Actual implementation of a population health framework is step four.
"You have your care model, then you use data to reflect back very rapidly what is happening," Dulin explained. "You need decision support tools at the point of care, planning reports from the data for what you need, and information for the care team, which involves things like segmentation and understanding risk and then sending information back to the care team. This includes implementation of population health reports and customer relationship management systems, understanding when someone is not in a health system and when to engage them when they are not in the clinical system."
And the final component, step five, revolves around evaluation of the population health framework and getting feedback from evaluations quickly back to caregivers, Dulin said.

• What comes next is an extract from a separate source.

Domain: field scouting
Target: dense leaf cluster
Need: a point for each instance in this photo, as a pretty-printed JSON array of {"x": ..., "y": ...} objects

"You have to be ready to evaluate your efforts to see what is effective and what is not effective, and then report very rapidly back to clinical teams," he said. "So in an outpatient setting, for instance, take flu shots. Yesterday a patient came in and left without getting a flu shot. How did that error occur, and how do we change the care delivery process to remedy the situation?"
As part of this evaluation step, healthcare executives in charge of population health also must get feedback from patients on the patient experience, which is not something that today is done very effectively, Dulin added.
"See if patients are willing to share information from their Fitbits or through surveys, conduct focus groups or interview key patient stakeholders in the community," he suggested. "Then feed the information you glean back rapidly to care teams so they can quickly understand if there were errors made. And when during evaluations of any kind you find that outcomes have been positively impacted, to keep care teams engaged, share with them what it was that they did that made an impact. They will remain engaged and change the way they provide healthcare moving forward."